Und dann bricht ihre unverhohlene Zuneigung und Bewunderung von neuem für den Mann durch, den sie trotz allem seit dem Jahre 1802 nicht mehr vergessen kann. Sie sehnt ihn herbei. Kaum ist er fort, so möchte sie ihn wieder in ihrer Nähe haben. Sogar die Vorbereitungen zum Kriege sind ihr eine willkommene Gelegenheit, den »einzigen« Mann wiederzusehen. In demselben oben erwähnten Brief beneidet sie die Herzogin von Kurland, weil sie das Glück hatte, Alexander eines Tages bei sich zu sehen. »Wenn Sie mir doch auch einmal einen (Besuch) machen könnten«, schreibt sie dem Zaren. »Soll ich Ihnen meine Schwäche gestehen? Denken Sie, alle Vorbereitungen zum Krieg haben mir – nein, ich wage den Satz nicht zu vollenden –. Aber ich habe mir gedacht, daß das mir vielleicht das Glück verschaffen könnte, Sie wiederzusehen. Ein Glück, an das ich schon nicht mehr geglaubt habe. Ich bin jetzt, seitdem ich dreißig Jahre alt geworden bin, so vernünftig – eine vollkommen vernünftige Frau, ich versichere es Ihnen. Sie würden sehr zufrieden mit mir sein. Und damit Sie es glauben, kommen Sie und überzeugen Sie sich selbst davon.« Sie setzte ihre Hoffnung so ganz auf den Zaren und sein Heer, daß sie in ihm die stärkste Stütze sah und vollkommen von dem Siege der preußischen Truppen überzeugt war, wenn es zum Treffen kommen sollte.

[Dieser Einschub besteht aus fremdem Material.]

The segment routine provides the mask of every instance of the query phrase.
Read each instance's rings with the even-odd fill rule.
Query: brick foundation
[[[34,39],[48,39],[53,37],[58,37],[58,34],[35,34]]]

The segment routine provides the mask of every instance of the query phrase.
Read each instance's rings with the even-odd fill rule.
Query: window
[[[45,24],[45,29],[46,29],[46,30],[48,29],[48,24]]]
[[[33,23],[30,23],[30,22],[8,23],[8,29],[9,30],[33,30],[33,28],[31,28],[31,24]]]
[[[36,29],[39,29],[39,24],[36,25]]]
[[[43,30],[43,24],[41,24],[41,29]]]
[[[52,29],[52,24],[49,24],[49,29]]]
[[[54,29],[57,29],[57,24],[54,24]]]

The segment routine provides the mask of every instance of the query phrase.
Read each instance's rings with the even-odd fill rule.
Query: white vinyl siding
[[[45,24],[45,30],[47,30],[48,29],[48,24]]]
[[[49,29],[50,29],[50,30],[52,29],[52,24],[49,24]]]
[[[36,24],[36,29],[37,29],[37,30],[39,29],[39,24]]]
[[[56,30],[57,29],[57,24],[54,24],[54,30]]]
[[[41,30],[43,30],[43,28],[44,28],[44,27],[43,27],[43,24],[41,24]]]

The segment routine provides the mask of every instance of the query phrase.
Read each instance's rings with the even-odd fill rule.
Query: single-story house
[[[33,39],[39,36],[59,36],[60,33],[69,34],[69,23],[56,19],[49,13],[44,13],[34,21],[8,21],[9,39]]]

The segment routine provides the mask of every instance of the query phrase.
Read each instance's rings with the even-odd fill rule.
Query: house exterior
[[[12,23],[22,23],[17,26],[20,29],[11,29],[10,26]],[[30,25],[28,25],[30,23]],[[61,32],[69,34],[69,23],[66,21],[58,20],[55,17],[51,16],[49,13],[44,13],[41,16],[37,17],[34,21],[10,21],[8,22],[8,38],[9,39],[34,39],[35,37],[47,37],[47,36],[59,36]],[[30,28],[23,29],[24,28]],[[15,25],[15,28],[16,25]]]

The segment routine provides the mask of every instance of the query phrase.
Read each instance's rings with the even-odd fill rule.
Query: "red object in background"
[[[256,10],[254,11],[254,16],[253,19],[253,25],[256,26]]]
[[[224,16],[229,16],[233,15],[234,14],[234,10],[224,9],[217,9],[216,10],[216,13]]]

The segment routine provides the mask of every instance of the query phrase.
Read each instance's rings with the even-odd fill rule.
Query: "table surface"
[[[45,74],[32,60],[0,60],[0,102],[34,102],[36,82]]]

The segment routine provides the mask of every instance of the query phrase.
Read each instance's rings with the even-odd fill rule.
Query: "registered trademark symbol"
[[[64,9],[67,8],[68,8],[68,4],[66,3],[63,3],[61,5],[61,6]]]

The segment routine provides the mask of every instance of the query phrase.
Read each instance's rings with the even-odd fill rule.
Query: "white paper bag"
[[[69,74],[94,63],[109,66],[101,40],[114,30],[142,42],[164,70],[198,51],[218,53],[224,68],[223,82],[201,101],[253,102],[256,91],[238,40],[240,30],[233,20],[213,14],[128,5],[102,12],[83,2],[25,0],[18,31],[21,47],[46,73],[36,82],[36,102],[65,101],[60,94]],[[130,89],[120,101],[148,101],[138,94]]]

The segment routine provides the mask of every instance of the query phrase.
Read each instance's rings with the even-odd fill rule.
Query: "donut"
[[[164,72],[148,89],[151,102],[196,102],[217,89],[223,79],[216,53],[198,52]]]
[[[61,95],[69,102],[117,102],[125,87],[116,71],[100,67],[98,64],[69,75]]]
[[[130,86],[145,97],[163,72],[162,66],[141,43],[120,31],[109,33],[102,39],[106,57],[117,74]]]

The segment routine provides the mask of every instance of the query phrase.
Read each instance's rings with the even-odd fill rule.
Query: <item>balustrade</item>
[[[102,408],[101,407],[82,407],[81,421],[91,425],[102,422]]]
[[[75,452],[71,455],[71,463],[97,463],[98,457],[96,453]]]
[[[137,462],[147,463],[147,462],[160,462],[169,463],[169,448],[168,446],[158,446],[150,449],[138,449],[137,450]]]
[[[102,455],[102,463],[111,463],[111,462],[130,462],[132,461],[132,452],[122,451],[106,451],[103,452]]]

Jedenfalls war sie über alle politischen und militärischen Dinge auf dem laufenden. Und der französische Gesandte schrieb damals nach Paris, er sei weit entfernt zu glauben, daß sie von Pyrmont bekehrt zurückgekommen wäre. Sie schiene zwar également reservée, entfalte jedoch eine lebhafte Tätigkeit.

Was die Gründung des Rheinbundes für Preußen zu bedeuten hatte, kam Luise schneller und deutlicher zum Bewußtsein als dem König. Diesem Bündnis zufolge sagten sich sechzehn deutsche Fürsten vom Reiche los und erwählten den Kaiser der Franzosen zu ihrem Schirmherrn. Luise war weit davon entfernt, über dieses Ereignis so optimistisch zu denken wie die Partei Friedrich Wilhelms III. Lange sah der König und seine Vertrauten darin durchaus keine Feindseligkeiten, sondern nur die Bestätigung längst vollzogener Tatsachen, zumal Napoleon wiederholt versichert hatte, daß er seine Truppen in Deutschland nur gegen Österreich gehalten hätte und nicht im geringsten daran dächte – wie das Gerücht verlautete –, Hannover England zurückzugeben.

Napoleon aber vergaß es weder dem preußischen Kabinett noch dem König, daß sie seinem ersten Allianzvertrag so großes Mißtrauen entgegengebracht hatten. Überall hatte er Truppen stehen und rief dadurch die größte Besorgnis in Berlin hervor. Plötzlich traf die Nachricht ein, daß er nun doch wirklich England Hannover angeboten hatte. Seine Heere standen längst kampfbereit an den Grenzen und warteten nur auf den Befehl zum Vormarsch. Preußen hatte zu lange gezögert. Jetzt war es zu spät, einen Krieg mit Frankreich zu eröffnen. Die Zeiten hatten sich wesentlich geändert. Was zehn Jahre früher angebracht gewesen wäre, war jetzt ein Wagnis und ein Verhängnis ohnegleichen. Dennoch wurde es vollbracht, und zwar hauptsächlich auf Anraten der Königin und ihrer Partei.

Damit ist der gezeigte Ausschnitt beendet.